Les Etats-Unis ont besoin d’un gouvernement luttant « contre des puissances économiques et des oligarques établis qui continuent de remporter des victoires au détriment des gens ordinaires », écrit M. Lilly.
Depuis des années, il est devenu bien trop courant aux Etats-Unis que toute question, tant qu’elle a un caractère contradictoire, soit utilisée par des responsables politiques comme une arme pour attaquer leurs adversaires et servir leurs propres intérêts partisans. La même chose vient maintenant d’arriver à la chaîne d’approvisionnement du lait maternisé, un problème qui a dévasté des familles à travers le pays.
L’ancien président Donald Trump a récemment fustigé les démocrates, accusant le Congrès contrôlé par ces derniers d’avoir approuvé des milliards de dollars d’aide à l’Ukraine tout en ignorant les souffrances des bébés affamés aux Etats-Unis.
« Il y a une énorme pénurie de lait maternisé, mais personne n’en parle. C’est une honte nationale », a-t-il fustigé.

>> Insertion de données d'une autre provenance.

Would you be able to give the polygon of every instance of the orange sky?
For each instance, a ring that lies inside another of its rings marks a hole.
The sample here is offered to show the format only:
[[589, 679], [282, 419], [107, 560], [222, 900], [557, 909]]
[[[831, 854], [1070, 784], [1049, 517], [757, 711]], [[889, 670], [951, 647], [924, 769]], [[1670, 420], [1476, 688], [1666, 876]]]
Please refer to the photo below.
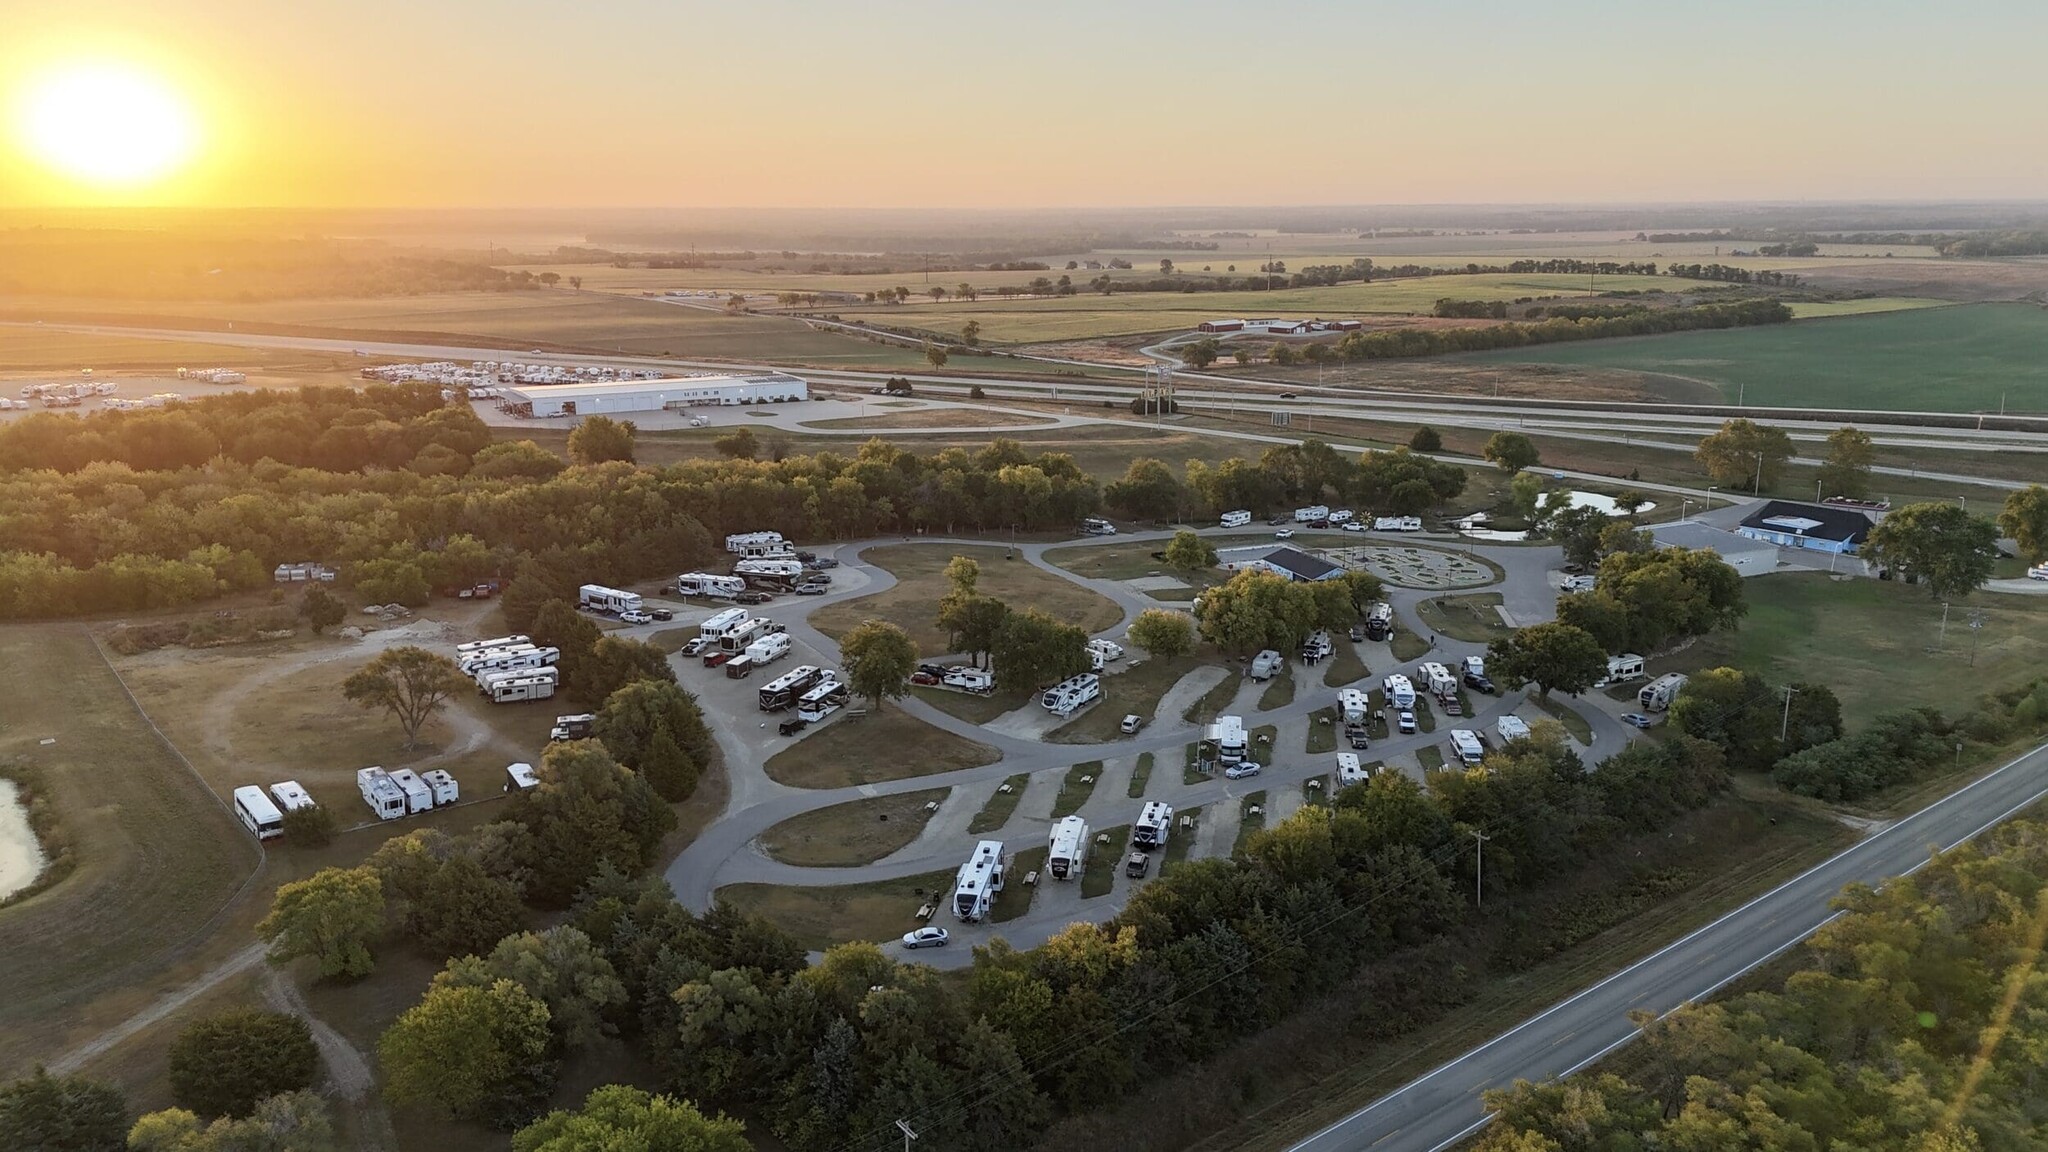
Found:
[[[11, 5], [0, 207], [2048, 197], [2048, 5], [1964, 8]], [[196, 108], [175, 178], [23, 154], [21, 78], [107, 58]]]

Qualifiant cette pénurie de « scandaleux » et d' »inacceptable », le chef de la minorité républicaine au Sénat, Mitch McConnell, a déclaré dans un communiqué que « ce problème se développe lentement depuis plusieurs mois maintenant, mais l’administration Biden a été lente et hésitante dans sa réponse ».
A l’initiative des démocrates, la Chambre des représentants a adopté le 18 mai deux projets de loi, dont l’un autorisant 28 millions de dollars de financement d’urgence pour la FDA afin de pallier la pénurie actuel et d’en prévenir de futures.
Le texte n’a pas encore été approuvé au Sénat, mais son sort reste incertain.